Kabul "will release 100 Taliban prisoners today based on their health condition, age and length of remaining sentence,” Javid Faisal, spokesman for the Afghan National Security Council (NSC), said in a tweet on April 9, a day after the same number of militants with similar profiles was freed from detention.
Spokesman Zabihullah Mujahid said the Taliban finds the release of prisoners on a daily basis “unacceptable."
Earlier this week, the Taliban recalled a three-member team it had sent to Kabul to try to finalize a prisoner swap originally set to happen by March 10.
The militants blamed the administration of Afghan President Ashraf Ghani for delaying the exchange "under one pretext or another,” while Kabul called on the Taliban not to “sabotage the process by making excuses."
Asked why the government was releasing Taliban inmates, Faisal said: "We need to push the peace process forward."

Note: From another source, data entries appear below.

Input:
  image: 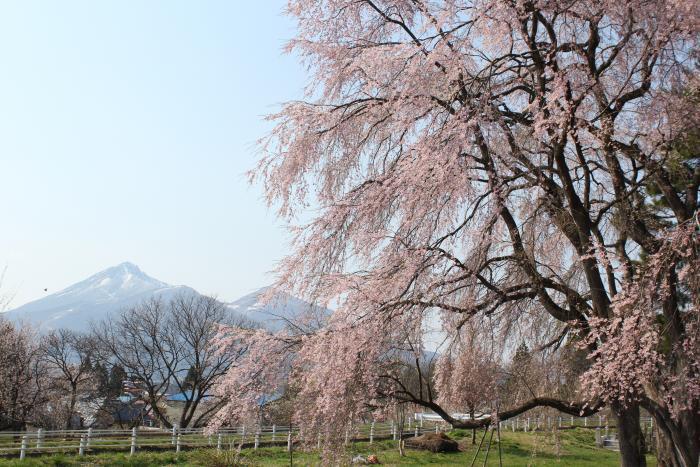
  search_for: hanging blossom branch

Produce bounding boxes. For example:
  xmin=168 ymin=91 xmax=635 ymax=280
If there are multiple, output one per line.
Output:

A pact signed by the United States and the Taliban in the Qatari capital, Doha, on February 29 calls for the Afghan government to release 5,000 Taliban fighters as a confidence-building measure ahead of formal peace talks aimed at ending the 18-year conflict.
The Taliban has vowed to release some 1,000 Afghan government troops and civilian workers it is holding.
In return for the start of talks and a series of security commitments from the Taliban, all U.S. troops and other foreign coalition forces are meant to withdraw from Afghanistan within 14 months.